Appel à la vigilance de la population

Les autorités exhortent la population à adopter des comportements responsables :

  • Ne pas consommer d’eau non traitée (même bouillie à la maison si doute) ;

  • Se laver les mains régulièrement avec de l’eau et du savon ;

  • Cuire correctement les aliments, surtout le poisson frais ;

  • En cas de diarrhée soudaine ou de vomissements, se rendre immédiatement dans un centre de santé.


Contexte régional

La Côte d’Ivoire n’est pas isolée dans cette recrudescence. Des cas sporadiques de choléra ont été également signalés cette année au Ghana, au Bénin et au Nigeria.

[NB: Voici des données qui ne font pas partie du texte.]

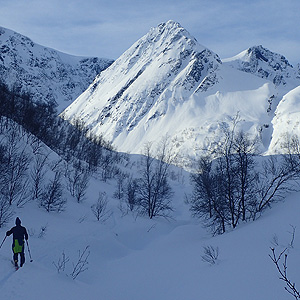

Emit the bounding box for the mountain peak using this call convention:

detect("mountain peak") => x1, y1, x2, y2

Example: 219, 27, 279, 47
223, 45, 299, 86
0, 27, 112, 112
64, 21, 222, 148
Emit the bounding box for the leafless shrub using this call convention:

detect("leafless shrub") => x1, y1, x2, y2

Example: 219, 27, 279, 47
70, 246, 90, 279
201, 245, 219, 265
91, 192, 110, 222
269, 248, 300, 300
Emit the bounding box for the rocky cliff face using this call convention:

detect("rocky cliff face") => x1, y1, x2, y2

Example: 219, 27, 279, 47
0, 27, 112, 111
224, 46, 300, 88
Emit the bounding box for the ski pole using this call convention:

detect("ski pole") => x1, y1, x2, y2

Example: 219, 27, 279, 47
26, 240, 33, 262
0, 236, 7, 249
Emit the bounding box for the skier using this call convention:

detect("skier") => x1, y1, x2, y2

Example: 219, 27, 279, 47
6, 217, 28, 268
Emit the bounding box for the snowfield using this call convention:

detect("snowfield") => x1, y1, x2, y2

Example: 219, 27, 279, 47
0, 162, 300, 300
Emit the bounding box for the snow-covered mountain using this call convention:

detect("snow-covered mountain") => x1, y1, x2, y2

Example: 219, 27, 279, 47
269, 86, 300, 154
223, 45, 300, 88
63, 21, 300, 164
0, 27, 112, 112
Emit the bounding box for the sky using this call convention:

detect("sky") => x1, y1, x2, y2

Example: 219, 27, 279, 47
0, 0, 300, 64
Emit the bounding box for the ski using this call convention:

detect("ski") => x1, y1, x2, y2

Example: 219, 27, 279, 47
11, 260, 19, 271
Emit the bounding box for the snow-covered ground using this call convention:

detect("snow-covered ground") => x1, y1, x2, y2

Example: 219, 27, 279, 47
0, 155, 300, 300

L’Organisation mondiale de la Santé (OMS) a rappelé que l’Afrique de l’Ouest reste l’une des zones les plus exposées en période de fortes pluies, en raison du faible accès à l’eau potable pour près de 40 % de la population urbaine.


Qu’est-ce que le choléra ?

Le choléra est une infection diarrhéique aiguë causée par l’ingestion d’aliments ou d’eau contaminés par la bactérie Vibrio cholerae. Il peut entraîner la mort en quelques heures si un traitement de réhydratation n’est pas administré rapidement.

Taux de létalité sans traitement : 50 %
Taux avec traitement adapté : inférieur à 1 %


En conclusion

Cette épidémie, bien que localisée, rappelle l’importance cruciale de l’hygiène dans les quartiers défavorisés. Elle met aussi en lumière les fragilités structurelles d’une capitale économique moderne mais encore marquée par des inégalités d’accès aux services de base. La réactivité des autorités et la coopération des citoyens seront les clés pour éviter une propagation plus large.